What happens in us when “gratitude goes AWOL”? It is an experience every one of us can relate to at some time – perhaps more often that we think. Thank you, Donna, for being real – for telling us about your own experience of elusive gratitude and for your, “and yet…” awakenings.
With gratitude,
Doug
Have you ever had a stranger ask you if you’ve been “saved?” It’s disconcerting, isn’t it—the assumption that they know what it means to be saved and that they are certain that they are. Saved.
I much prefer the question, “Do you need to be saved?” Do I? Do we?
I am grateful for the hope that comes when I’m aware that I need to be saved, when I know that I need to be delivered from something that is holding me down (And it can be anything, really).
For when I realize that I need to be saved, I will then ask for help. And I will seek to cooperate with God in my salvation. And it comes. God saves.
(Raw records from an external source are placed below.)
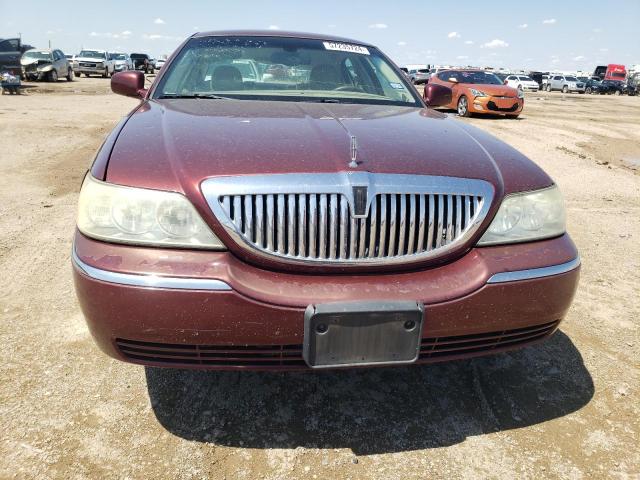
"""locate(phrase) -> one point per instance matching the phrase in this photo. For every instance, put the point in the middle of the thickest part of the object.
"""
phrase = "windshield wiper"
(194, 95)
(328, 100)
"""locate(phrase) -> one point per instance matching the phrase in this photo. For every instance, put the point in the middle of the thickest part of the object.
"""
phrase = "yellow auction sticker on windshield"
(346, 47)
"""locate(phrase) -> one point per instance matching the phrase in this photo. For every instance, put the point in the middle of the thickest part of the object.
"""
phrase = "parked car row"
(52, 64)
(105, 63)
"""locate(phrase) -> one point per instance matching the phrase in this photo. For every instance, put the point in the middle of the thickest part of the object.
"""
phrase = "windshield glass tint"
(292, 69)
(38, 55)
(481, 78)
(91, 54)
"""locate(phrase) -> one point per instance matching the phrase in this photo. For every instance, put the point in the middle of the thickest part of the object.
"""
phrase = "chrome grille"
(277, 217)
(321, 227)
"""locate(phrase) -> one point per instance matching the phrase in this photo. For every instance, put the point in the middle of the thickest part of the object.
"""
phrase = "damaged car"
(46, 65)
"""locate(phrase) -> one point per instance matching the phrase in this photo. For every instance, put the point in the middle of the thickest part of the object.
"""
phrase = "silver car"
(565, 84)
(45, 65)
(121, 61)
(418, 76)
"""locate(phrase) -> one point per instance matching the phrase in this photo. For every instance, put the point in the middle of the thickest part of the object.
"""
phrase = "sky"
(547, 35)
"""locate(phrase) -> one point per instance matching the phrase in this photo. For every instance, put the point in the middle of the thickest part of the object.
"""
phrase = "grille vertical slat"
(248, 215)
(383, 226)
(353, 235)
(449, 226)
(344, 219)
(412, 224)
(392, 227)
(321, 226)
(402, 233)
(362, 237)
(260, 228)
(292, 217)
(439, 232)
(281, 223)
(302, 225)
(467, 211)
(422, 217)
(313, 225)
(237, 211)
(431, 224)
(458, 216)
(322, 242)
(333, 226)
(373, 228)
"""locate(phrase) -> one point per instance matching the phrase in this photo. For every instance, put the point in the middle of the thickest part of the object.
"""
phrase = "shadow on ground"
(375, 410)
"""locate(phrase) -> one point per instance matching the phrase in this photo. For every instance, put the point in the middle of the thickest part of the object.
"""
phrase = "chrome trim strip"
(148, 281)
(535, 272)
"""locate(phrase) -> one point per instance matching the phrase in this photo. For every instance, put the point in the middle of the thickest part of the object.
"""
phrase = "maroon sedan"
(324, 217)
I’ve been asking for help for a few months now. Daily. I’ve been surrounded by and fettered to feelings of powerlessness at work and other negative emotions, too—frustration, anger, fear, anxiety. And there’s been no gratitude.
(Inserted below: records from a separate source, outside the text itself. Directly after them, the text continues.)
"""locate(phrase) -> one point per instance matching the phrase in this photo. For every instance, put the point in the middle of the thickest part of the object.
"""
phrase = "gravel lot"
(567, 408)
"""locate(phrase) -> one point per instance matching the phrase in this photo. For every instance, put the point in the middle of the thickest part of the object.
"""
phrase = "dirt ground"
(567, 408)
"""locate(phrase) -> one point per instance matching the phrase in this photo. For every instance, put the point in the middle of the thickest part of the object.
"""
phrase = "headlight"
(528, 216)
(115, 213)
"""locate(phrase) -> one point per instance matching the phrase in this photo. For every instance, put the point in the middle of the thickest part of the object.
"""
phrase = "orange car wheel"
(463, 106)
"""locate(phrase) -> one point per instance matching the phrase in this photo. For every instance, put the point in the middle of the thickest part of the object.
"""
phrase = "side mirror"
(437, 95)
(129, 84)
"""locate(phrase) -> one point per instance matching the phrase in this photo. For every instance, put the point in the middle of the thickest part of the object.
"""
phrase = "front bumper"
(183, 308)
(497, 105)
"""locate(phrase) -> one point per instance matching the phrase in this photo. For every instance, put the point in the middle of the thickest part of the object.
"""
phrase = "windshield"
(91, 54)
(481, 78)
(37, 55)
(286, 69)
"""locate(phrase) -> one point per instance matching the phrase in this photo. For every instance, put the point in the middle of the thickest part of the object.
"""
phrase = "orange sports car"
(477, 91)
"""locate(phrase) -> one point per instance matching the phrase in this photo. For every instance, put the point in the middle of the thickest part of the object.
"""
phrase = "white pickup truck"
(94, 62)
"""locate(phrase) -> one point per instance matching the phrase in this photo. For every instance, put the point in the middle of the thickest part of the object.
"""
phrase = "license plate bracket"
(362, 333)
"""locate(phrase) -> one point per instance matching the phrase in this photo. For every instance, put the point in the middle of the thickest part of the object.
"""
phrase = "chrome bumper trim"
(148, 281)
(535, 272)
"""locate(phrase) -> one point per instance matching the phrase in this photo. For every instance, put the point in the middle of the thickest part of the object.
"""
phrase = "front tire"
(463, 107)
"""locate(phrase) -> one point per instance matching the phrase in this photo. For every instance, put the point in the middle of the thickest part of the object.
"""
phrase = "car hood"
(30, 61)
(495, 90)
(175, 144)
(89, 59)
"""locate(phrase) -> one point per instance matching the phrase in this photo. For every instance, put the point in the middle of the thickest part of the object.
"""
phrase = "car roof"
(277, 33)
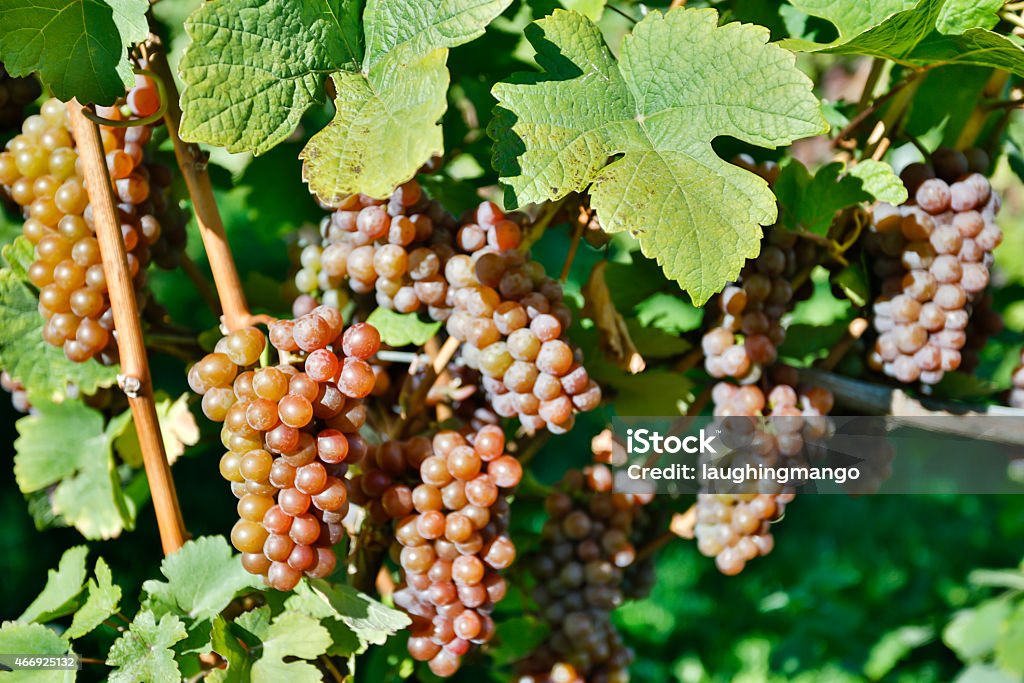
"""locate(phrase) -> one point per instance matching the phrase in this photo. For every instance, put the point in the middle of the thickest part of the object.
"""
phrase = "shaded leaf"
(79, 47)
(64, 585)
(401, 329)
(143, 653)
(656, 110)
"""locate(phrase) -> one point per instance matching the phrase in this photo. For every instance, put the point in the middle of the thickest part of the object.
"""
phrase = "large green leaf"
(79, 47)
(371, 621)
(386, 120)
(254, 67)
(36, 639)
(680, 82)
(43, 369)
(291, 635)
(810, 202)
(384, 128)
(202, 578)
(853, 18)
(64, 585)
(67, 444)
(926, 35)
(104, 596)
(143, 653)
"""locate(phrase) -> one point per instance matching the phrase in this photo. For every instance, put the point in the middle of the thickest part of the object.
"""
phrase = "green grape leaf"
(386, 119)
(412, 30)
(657, 110)
(64, 585)
(592, 9)
(914, 37)
(973, 633)
(960, 15)
(143, 653)
(16, 638)
(401, 329)
(18, 255)
(227, 645)
(1010, 649)
(371, 621)
(79, 47)
(67, 444)
(811, 202)
(357, 151)
(853, 18)
(202, 579)
(879, 180)
(43, 370)
(177, 427)
(273, 56)
(104, 596)
(291, 635)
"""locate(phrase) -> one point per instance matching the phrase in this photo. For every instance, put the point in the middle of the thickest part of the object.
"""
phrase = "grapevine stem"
(134, 366)
(581, 225)
(854, 331)
(211, 227)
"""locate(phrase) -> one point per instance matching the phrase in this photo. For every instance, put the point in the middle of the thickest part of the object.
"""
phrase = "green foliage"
(202, 579)
(658, 107)
(401, 329)
(78, 47)
(396, 98)
(67, 444)
(810, 202)
(104, 596)
(143, 653)
(371, 622)
(42, 369)
(64, 585)
(274, 54)
(921, 36)
(34, 639)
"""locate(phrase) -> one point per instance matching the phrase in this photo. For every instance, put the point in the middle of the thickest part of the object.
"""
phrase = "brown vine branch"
(135, 378)
(869, 398)
(211, 227)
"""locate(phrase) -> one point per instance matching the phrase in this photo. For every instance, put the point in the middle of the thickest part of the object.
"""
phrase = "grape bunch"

Or I should say that gratitude has been most elusive, gone AWOL (absent without official leave but without intent to desert).
And yet…
I am grateful that I haven’t been shaming myself for not feeling grateful. (This is a big step for me!)
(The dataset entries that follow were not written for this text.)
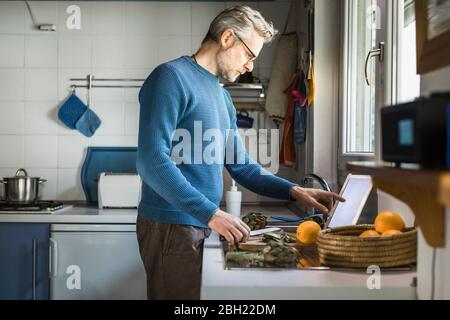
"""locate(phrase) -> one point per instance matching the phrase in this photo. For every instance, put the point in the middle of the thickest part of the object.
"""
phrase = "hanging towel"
(287, 152)
(88, 123)
(312, 88)
(300, 117)
(71, 110)
(283, 67)
(301, 110)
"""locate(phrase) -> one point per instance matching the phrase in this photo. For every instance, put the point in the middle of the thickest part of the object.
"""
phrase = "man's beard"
(223, 70)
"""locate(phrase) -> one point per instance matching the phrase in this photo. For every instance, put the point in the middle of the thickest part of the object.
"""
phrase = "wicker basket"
(342, 247)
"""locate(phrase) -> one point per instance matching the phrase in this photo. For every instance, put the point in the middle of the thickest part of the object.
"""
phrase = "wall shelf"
(427, 193)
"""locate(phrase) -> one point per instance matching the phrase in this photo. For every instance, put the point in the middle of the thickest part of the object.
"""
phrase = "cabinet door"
(96, 265)
(24, 255)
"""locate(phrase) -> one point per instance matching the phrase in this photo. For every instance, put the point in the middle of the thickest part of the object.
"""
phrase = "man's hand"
(316, 198)
(230, 227)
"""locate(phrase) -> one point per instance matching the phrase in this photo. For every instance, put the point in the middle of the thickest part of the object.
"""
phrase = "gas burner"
(38, 206)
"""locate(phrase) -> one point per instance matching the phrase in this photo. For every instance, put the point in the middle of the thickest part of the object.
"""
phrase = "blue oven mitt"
(88, 123)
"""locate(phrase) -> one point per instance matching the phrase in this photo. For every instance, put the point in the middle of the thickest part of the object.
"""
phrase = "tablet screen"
(356, 190)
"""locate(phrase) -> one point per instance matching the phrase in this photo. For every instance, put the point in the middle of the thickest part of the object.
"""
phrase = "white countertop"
(74, 214)
(220, 283)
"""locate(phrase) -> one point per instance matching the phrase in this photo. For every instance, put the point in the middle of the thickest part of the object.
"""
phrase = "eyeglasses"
(253, 56)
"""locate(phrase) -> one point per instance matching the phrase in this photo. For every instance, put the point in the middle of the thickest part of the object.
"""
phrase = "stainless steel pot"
(22, 189)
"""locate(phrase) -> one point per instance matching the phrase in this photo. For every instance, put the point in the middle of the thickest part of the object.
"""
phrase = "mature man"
(180, 200)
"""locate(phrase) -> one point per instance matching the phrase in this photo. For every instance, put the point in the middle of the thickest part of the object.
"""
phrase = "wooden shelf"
(426, 192)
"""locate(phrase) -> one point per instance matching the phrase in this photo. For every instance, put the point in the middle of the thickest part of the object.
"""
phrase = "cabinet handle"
(54, 258)
(33, 276)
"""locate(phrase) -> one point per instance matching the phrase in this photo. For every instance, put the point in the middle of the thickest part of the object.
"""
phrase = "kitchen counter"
(219, 283)
(74, 214)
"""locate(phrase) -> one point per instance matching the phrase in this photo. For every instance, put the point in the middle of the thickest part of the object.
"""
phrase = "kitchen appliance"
(22, 189)
(119, 190)
(35, 207)
(105, 159)
(94, 262)
(416, 132)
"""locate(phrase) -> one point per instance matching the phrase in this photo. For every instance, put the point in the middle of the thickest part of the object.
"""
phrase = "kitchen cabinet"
(96, 261)
(24, 255)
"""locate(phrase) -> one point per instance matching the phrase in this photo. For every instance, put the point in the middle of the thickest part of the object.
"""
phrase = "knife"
(262, 231)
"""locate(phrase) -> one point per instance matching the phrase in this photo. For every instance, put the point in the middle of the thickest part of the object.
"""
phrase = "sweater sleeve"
(162, 103)
(250, 174)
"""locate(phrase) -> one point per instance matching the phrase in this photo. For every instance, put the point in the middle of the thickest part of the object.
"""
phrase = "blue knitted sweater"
(179, 102)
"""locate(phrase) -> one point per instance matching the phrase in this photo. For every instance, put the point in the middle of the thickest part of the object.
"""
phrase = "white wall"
(117, 39)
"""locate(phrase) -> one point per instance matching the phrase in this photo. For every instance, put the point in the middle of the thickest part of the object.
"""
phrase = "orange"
(307, 232)
(390, 233)
(369, 234)
(387, 220)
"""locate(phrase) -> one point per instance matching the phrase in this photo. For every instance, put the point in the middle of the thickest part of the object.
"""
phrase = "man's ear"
(227, 39)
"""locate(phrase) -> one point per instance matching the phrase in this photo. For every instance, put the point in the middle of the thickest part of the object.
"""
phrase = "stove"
(35, 207)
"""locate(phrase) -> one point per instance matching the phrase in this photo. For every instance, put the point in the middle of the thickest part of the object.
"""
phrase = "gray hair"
(242, 20)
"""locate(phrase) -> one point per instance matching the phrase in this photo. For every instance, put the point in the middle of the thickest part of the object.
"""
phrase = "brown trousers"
(172, 256)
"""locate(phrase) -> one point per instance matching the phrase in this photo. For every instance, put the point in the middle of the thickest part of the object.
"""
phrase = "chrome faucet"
(311, 177)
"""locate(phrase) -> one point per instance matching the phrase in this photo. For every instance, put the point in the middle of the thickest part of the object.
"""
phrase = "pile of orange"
(307, 232)
(387, 224)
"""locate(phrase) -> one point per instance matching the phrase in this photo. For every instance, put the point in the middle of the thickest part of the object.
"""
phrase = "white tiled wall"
(116, 40)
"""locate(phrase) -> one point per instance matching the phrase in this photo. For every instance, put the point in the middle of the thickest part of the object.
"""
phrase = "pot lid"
(21, 174)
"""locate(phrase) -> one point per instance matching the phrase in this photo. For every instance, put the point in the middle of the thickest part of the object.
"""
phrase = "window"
(362, 22)
(408, 79)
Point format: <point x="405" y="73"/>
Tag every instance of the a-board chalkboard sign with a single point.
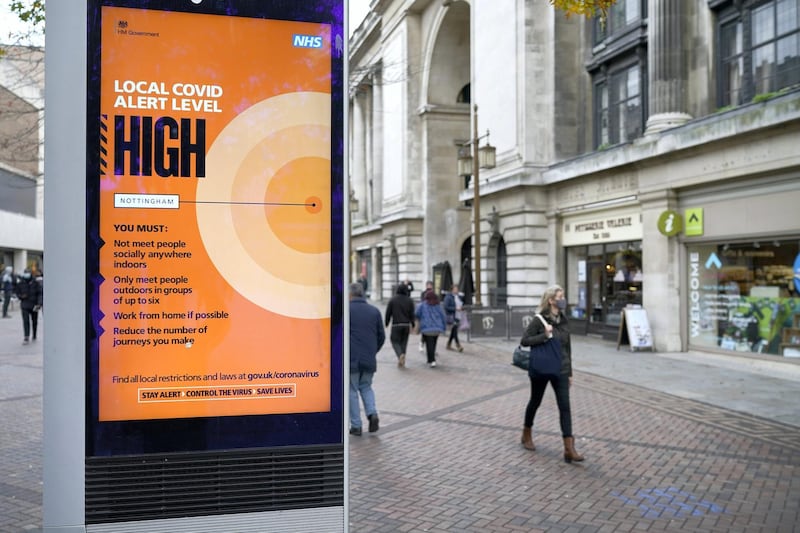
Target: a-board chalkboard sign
<point x="634" y="329"/>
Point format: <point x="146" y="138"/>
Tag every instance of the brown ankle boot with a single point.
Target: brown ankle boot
<point x="527" y="440"/>
<point x="569" y="451"/>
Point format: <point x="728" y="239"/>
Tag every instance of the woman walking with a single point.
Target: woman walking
<point x="400" y="312"/>
<point x="554" y="326"/>
<point x="452" y="311"/>
<point x="431" y="324"/>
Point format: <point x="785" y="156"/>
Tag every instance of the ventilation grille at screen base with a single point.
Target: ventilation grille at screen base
<point x="157" y="486"/>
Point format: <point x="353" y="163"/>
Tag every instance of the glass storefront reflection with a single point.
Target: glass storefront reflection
<point x="743" y="297"/>
<point x="601" y="280"/>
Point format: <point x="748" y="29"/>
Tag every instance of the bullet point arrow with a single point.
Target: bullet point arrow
<point x="713" y="260"/>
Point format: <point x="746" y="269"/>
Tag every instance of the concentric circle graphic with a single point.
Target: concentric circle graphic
<point x="263" y="208"/>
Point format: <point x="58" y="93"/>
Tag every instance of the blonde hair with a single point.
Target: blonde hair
<point x="550" y="292"/>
I am grateful that the Psalms give voice and, yes, permission for me to admit that I need help and to ask for it.
I am grateful that I am learning the difference between desolation (as in Ignatius desolation) and clinical depression and anxiety.
I am grateful that salvation has come in these weeks, not once, but time and time again.
I am grateful that salvation is an expansive process and that God loves to save and does in fact save. And wants my cooperation.
All the time.
Now that’s something for which to be grateful. All the time. Thanks be!